Search code examples
regexweb-scrapingkodi

Exclude a combination of characters with regex or add a letter


I'm trying to adjust KODI's search filter with regex so the scrapers recognize tv shows from their original file names.

They either come in this pattern: "TV show name S04E01 some extra info" or this "TV show name 01 some extra info" The first is not recognized, because "S04" scrambles the search in a number of ways, this needs to go.

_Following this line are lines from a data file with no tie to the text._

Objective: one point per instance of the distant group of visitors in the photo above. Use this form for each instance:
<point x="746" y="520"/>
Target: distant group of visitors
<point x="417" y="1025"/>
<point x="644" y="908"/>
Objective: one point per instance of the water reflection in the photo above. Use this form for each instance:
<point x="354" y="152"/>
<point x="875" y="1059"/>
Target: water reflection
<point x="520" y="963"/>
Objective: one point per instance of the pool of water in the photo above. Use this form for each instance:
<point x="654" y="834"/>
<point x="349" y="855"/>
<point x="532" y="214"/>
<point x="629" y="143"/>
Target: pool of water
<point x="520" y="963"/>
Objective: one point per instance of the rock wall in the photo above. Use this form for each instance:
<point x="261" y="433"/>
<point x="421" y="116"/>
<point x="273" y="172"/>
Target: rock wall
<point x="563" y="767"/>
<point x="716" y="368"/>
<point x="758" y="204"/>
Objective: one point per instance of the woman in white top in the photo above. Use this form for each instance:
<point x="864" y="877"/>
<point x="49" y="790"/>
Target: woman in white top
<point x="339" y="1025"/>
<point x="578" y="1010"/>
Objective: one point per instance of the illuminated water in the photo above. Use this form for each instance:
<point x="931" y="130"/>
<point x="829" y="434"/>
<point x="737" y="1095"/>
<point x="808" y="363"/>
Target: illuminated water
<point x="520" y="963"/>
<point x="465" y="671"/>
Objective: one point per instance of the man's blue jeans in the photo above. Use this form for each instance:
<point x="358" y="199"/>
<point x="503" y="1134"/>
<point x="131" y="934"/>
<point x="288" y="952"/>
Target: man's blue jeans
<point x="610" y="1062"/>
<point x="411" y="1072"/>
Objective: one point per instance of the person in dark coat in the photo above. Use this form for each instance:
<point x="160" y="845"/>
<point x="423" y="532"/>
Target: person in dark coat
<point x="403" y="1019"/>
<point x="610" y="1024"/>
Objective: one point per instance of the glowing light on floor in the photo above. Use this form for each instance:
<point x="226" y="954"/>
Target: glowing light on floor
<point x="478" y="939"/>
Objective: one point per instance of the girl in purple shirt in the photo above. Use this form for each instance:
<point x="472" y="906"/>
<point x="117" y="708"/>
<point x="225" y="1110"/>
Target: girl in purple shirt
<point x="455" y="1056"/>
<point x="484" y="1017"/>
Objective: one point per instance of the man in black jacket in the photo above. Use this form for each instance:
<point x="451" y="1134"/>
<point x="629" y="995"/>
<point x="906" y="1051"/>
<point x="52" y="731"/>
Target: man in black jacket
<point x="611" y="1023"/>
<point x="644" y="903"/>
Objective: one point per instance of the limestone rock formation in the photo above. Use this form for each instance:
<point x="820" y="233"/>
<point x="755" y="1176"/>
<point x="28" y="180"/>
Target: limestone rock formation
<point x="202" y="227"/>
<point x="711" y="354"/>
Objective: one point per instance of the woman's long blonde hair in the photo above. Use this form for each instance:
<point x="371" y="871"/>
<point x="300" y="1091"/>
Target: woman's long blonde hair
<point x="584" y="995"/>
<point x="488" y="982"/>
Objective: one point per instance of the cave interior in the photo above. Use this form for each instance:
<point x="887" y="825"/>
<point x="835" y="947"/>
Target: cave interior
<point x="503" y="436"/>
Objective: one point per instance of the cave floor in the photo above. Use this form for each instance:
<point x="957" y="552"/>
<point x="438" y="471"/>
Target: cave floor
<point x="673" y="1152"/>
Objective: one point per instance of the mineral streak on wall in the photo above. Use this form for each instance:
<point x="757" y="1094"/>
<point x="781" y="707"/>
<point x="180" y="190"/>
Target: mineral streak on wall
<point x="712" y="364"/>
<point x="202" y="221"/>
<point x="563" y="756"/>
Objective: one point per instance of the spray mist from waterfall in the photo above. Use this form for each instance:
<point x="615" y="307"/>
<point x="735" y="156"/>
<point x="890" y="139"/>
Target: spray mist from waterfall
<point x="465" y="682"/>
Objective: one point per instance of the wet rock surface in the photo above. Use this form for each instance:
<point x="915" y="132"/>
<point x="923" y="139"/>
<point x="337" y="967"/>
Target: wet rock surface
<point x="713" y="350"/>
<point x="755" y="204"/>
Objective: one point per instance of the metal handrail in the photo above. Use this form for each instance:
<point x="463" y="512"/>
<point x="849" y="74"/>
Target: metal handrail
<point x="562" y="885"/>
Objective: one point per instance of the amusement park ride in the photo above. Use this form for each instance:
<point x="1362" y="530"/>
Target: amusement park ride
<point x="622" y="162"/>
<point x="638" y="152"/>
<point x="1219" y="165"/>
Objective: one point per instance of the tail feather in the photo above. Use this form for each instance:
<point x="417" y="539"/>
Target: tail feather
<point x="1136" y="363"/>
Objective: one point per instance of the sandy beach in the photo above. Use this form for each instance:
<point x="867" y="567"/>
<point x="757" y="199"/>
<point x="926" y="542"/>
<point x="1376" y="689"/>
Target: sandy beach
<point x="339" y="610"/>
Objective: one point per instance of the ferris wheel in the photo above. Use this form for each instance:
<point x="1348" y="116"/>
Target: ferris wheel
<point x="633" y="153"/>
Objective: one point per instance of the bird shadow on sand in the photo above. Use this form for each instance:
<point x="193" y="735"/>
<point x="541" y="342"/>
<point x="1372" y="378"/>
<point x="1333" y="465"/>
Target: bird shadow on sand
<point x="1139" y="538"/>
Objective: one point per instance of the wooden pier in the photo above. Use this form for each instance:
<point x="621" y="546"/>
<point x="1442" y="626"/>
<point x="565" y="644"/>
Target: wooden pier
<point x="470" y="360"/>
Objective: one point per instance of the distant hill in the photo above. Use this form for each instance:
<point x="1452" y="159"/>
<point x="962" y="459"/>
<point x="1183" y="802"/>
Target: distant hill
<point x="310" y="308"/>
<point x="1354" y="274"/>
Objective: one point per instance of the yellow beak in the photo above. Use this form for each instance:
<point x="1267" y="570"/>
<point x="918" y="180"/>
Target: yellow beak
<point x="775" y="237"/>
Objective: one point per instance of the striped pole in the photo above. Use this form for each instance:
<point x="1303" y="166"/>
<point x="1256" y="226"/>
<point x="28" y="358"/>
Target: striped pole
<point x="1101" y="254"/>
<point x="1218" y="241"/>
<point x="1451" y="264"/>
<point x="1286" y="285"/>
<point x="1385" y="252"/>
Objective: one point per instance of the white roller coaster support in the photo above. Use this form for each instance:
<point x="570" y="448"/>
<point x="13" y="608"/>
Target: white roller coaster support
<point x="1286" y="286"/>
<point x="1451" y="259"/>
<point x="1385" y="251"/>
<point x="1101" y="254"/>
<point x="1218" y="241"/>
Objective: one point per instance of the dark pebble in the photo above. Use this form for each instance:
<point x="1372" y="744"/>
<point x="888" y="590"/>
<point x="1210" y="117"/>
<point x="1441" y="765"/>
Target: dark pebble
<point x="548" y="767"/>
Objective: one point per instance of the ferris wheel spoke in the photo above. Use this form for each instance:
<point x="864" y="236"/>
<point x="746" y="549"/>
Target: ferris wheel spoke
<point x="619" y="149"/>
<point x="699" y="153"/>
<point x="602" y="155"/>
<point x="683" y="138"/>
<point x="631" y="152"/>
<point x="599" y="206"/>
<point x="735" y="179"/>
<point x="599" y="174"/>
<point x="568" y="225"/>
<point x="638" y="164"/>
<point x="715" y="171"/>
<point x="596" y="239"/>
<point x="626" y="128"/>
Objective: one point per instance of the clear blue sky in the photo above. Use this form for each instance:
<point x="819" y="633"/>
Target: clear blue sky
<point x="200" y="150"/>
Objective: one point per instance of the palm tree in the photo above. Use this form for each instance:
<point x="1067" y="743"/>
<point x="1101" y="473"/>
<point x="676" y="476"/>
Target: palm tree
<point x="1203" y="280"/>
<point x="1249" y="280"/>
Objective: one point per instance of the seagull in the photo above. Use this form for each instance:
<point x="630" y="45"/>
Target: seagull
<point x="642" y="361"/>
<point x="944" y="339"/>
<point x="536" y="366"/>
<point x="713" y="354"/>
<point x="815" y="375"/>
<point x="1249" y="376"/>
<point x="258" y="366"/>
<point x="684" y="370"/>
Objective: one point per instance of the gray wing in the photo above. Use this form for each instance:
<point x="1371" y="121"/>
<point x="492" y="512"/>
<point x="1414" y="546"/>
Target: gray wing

The second is not recognized, because it needs an 'e' before numbers, otherwise, it won't be recognized as an episode number.

So I see two approaches.

  1. Make the filter ignore s01-99

  2. prepend an 'e' any freestanding two-digit numbers, but I worry if regex can even do that.

I have no experience in the regex, but I've been playing around coming up with this, which unsurprisingly doesn't do the trick

^(?!s{00,99})\d{2}$

Solution

  • You may either find \b([0-9]{2})\b regex matches and replace with E$1, or match \bs(0[1-9]|[1-9][0-9])\b pattern in an ignore filter.

    Details

    • \b([0-9]{2})\b - matches and captures into Group 1 any two digits that are not enclosed with letters, digits and _. The E$1 replacement means that the matched text (two digits) is replaced with itself (since $1 refers to the Group 1 value) with E prepended to the value.
    • \bs(0[1-9]|[1-9][0-9])\b - matches an s followed with number between 01 and 99 because (0[1-9]|[1-9][0-9]) is a capturing group matching either 0 and then any digit from 1 to 9 ([1-9]), or (|) any digit from 1 to 9 ([1-9]) and then any digit ([0-9]).

    NOTE: If you need to generate a number range regex, you may use this JSFiddle of mine.